As a frequent traveler into central London, I’ve had quite a few interesting Tube experiences. They are rather rare, considering how often I use the Tube, because most of the time everyone on the Tube avoids eye contact with strangers. As I sit or stand, everyone else is quite firmly focused on their thoughts. But there are some gems in my experience and here are a few:

Private moments revealed

I have never worn fake eyelashes. I have also never noticed someone wearing them until one day on the Tube when a woman took off her eyelashes. I cannot lie. My reaction was a bit unseemly and I stared at her as she pulled them off her eyelids. I have seen many women do their make up on the Tube but never did I expect to see someone peel off her eyelashes. The man next to her looked incredibly uncomfortable, ready to curl into the fetal position, in fact. She then proceeded to dig out her mascara and happily paint the fake eyelashes with all the mascara she had. It was fascinating in a bizarre way. The application or removal of makeup has always seemed an incredibly private process to me. After seeing that, however, I will never blink an eye at a woman applying her makeup while on the Tube or in a waiting room again.

The tube on a Wednesday evening. Taken by my friend Daphne

Lingerie seems, to me, to be something you wear to please yourself or to please a certain someone. Either way, it’s another thing I view as private. I don’t understand the desire to flaunt undergarments or lingerie. One woman was sitting on the Tube with bags of shopping surrounding her. She was obviously pleased with her finds. She was so pleased that she pulled out one item — it was a lacy pale pink corset top. Immediately, her neighbors and the people sitting across from her focused upon what she was doing. She delicately, and happily, fingered the material and checked the under-wire, quite obviously reveling in such a fine purchase. I don’t think I’ve ever seen such a mixed bag of reactions from people on the Tube before!

Tube connections begin with discomfort

My friends and I were going out and squished ourselves onto an incredibly crowded train. I, unfortunately, got separated from the group and was sandwiched between the doors and a pair of French girls. As the Tube moves along its path, one of the girls’ hair, up in a messy bun, keeps hitting my face. And since I don’t particularly enjoy the experience of eating hair, I try to curl even further into the corner. She, suddenly finding another inch of space behind her, moves back. I am left suffering every time she moves the slightest bit. Three men, obviously good friends, were standing on my left–providing the other wall to my sad little box–and see my discomfort. Unfortunately, there isn’t enough room for them to find a way to maneuver me into a more comfortable position. They smile sympathetically and I feel a bit better for at least having witnesses to share my misery with. At the next few stops, people pile out but few pile in, allowing the men to move back and help me breathe air that has not been filtered through this girl’s hair. Eventually the girls left. One of the men pulls out a package of mints and offers some to his friends. With a friendly smile, I am included and offered a mint as well!

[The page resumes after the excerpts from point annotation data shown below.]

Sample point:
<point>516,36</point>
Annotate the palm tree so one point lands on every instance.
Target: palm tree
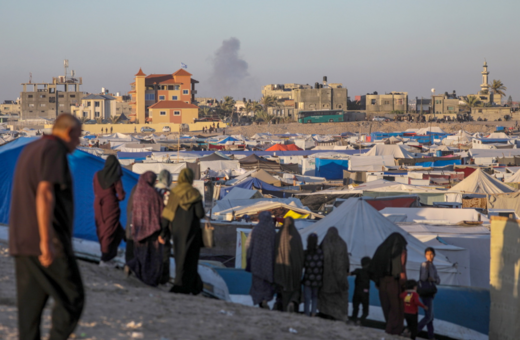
<point>498,87</point>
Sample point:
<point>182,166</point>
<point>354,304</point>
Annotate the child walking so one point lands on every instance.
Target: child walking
<point>411,307</point>
<point>361,291</point>
<point>313,277</point>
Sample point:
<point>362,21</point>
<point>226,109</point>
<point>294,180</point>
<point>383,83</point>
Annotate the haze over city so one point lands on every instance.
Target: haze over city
<point>234,48</point>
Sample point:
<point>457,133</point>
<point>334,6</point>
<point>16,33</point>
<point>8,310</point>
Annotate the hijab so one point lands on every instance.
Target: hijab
<point>260,247</point>
<point>289,257</point>
<point>147,207</point>
<point>183,195</point>
<point>111,173</point>
<point>336,262</point>
<point>387,258</point>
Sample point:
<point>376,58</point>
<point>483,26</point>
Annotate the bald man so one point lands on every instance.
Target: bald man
<point>40,233</point>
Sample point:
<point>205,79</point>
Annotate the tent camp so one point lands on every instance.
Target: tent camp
<point>397,151</point>
<point>83,166</point>
<point>481,183</point>
<point>364,229</point>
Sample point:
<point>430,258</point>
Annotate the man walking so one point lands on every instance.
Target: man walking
<point>40,233</point>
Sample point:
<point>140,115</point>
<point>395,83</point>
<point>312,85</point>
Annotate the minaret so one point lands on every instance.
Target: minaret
<point>484,88</point>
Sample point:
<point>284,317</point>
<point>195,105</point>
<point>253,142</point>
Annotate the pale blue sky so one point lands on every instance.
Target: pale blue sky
<point>368,45</point>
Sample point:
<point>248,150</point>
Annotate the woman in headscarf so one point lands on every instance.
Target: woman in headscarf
<point>162,186</point>
<point>288,266</point>
<point>333,295</point>
<point>260,259</point>
<point>388,271</point>
<point>108,191</point>
<point>146,227</point>
<point>181,219</point>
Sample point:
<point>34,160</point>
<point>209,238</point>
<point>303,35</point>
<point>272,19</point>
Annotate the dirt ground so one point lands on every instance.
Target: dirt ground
<point>119,308</point>
<point>363,127</point>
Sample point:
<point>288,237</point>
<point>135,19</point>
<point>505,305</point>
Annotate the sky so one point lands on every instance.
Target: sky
<point>235,47</point>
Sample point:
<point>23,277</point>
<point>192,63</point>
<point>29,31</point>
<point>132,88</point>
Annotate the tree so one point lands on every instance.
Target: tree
<point>498,87</point>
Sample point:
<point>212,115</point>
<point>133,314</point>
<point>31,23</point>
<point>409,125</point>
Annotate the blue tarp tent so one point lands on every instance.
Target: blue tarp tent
<point>331,168</point>
<point>82,166</point>
<point>249,184</point>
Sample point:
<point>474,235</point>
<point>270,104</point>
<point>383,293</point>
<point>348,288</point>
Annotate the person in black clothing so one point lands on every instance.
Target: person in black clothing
<point>361,290</point>
<point>313,278</point>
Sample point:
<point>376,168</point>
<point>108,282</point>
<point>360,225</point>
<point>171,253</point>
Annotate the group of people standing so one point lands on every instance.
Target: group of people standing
<point>157,216</point>
<point>280,267</point>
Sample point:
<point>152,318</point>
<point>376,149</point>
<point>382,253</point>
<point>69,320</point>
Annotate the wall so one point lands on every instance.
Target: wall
<point>129,128</point>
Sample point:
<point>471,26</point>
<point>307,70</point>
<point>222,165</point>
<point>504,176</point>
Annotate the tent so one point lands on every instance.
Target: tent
<point>364,229</point>
<point>281,147</point>
<point>397,151</point>
<point>481,183</point>
<point>82,166</point>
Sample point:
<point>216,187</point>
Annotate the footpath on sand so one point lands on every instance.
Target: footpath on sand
<point>119,308</point>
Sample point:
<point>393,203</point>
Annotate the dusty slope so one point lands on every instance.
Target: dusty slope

On Guy Fawkes night, I jumped onto the Tube to head back to my campus and was quite alone. I was not particularly worried about traveling alone, just about being sleepy. Again, the Tube was crowded and I leaned against a wall, hoping I didn’t doze off. A man got on and stood next to me. We had smiled at each other as we stood on the platform waiting for the Tube to arrive. We had both been rudely pushed aside by some rambunctious, buzzed revelers but took it in stride. As the Tube reached his stop, he grasped my arm and said, “Good night, love”. It was sweet–and helpful!–as he helped me stay awake, and a fantastic end to a night of fireworks, friends and exhaustion. And not at all creepy.

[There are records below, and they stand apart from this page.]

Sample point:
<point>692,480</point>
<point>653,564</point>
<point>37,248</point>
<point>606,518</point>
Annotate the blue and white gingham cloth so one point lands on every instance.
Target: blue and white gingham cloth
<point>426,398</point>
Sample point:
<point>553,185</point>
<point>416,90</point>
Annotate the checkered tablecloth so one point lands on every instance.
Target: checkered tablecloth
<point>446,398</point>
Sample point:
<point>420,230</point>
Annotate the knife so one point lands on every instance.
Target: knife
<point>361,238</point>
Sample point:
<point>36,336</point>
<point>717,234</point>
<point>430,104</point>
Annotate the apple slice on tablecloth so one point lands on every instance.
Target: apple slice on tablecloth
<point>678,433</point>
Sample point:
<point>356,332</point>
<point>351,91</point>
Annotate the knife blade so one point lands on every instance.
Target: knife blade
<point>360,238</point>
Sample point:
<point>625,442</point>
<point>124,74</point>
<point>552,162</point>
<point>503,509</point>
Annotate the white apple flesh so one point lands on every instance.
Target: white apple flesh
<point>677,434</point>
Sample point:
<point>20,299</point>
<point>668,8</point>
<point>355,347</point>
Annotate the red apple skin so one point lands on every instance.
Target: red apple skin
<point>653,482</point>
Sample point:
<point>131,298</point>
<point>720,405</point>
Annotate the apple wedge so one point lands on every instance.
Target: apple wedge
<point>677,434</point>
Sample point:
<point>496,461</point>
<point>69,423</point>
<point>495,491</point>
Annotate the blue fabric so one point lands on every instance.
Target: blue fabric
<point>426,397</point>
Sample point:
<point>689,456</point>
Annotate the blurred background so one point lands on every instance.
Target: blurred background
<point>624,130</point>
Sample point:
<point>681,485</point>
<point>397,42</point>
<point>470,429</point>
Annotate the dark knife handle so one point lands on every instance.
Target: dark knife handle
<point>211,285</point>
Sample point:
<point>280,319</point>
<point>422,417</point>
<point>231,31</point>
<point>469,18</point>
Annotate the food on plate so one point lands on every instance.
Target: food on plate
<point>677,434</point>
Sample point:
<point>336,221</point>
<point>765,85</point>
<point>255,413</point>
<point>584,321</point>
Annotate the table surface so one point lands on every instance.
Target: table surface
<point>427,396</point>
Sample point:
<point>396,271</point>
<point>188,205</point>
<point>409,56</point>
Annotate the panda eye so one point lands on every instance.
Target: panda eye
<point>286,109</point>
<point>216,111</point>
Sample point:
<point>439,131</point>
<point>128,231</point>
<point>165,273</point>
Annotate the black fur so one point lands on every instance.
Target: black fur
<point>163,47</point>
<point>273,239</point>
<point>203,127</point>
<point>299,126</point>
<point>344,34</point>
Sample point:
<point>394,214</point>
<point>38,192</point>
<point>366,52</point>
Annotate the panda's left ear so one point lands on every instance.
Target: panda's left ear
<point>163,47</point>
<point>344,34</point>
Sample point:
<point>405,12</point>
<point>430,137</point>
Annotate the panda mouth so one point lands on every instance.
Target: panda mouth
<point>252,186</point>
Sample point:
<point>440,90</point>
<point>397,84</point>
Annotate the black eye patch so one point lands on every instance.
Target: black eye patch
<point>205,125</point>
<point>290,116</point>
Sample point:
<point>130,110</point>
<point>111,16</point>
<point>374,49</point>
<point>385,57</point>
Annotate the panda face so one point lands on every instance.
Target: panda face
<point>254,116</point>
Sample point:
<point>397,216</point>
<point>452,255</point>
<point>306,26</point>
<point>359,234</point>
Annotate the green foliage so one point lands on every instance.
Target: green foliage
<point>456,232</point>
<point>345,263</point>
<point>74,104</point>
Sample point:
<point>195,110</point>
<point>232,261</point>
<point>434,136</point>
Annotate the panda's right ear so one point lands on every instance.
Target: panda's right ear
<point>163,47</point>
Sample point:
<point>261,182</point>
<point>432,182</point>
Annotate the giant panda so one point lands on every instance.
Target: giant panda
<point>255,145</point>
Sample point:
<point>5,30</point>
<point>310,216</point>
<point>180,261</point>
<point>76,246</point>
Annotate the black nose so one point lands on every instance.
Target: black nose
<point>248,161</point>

As a rather unsophisticated girl, I had never heard of Harrod’s until I came to London. Nor did I particularly care to go see it. I was quickly told that it was a must-see and even though I might not be able to afford much there, as a foodie I had to visit the Food Halls. On the way there, my friend and I managed to nab some seats. As he took a quick doze, I not so subtly read the newspaper of the businessman next to me. He soon left, however, and a new man took the seat next to me, only to get a look of disgust and walk away rubbing at his lower back and bottom. In complete confusion, I looked at the seat next to me and at the man leaving. There could only be one explanation for his actions. The seat must have been wet! But how did the man before sit on it? As I attempt to puzzle this out, a man sitting across from me had observed the entire situation and was just as puzzled/entertained as I was. We smiled in recognition of a fellow keen observer. He then motioned over to my friend who was dozing in that head-bobbing way and smiled wider. I smiled, shrugged my shoulders and settled in for the ride.

I am not a personal fan of the London Tube. But, as with all public transport systems, I love watching the people on them. People take for granted the amount of entertainment and knowledge that can be gleaned on a simple Tube ride. Always observe your surroundings and appreciate them!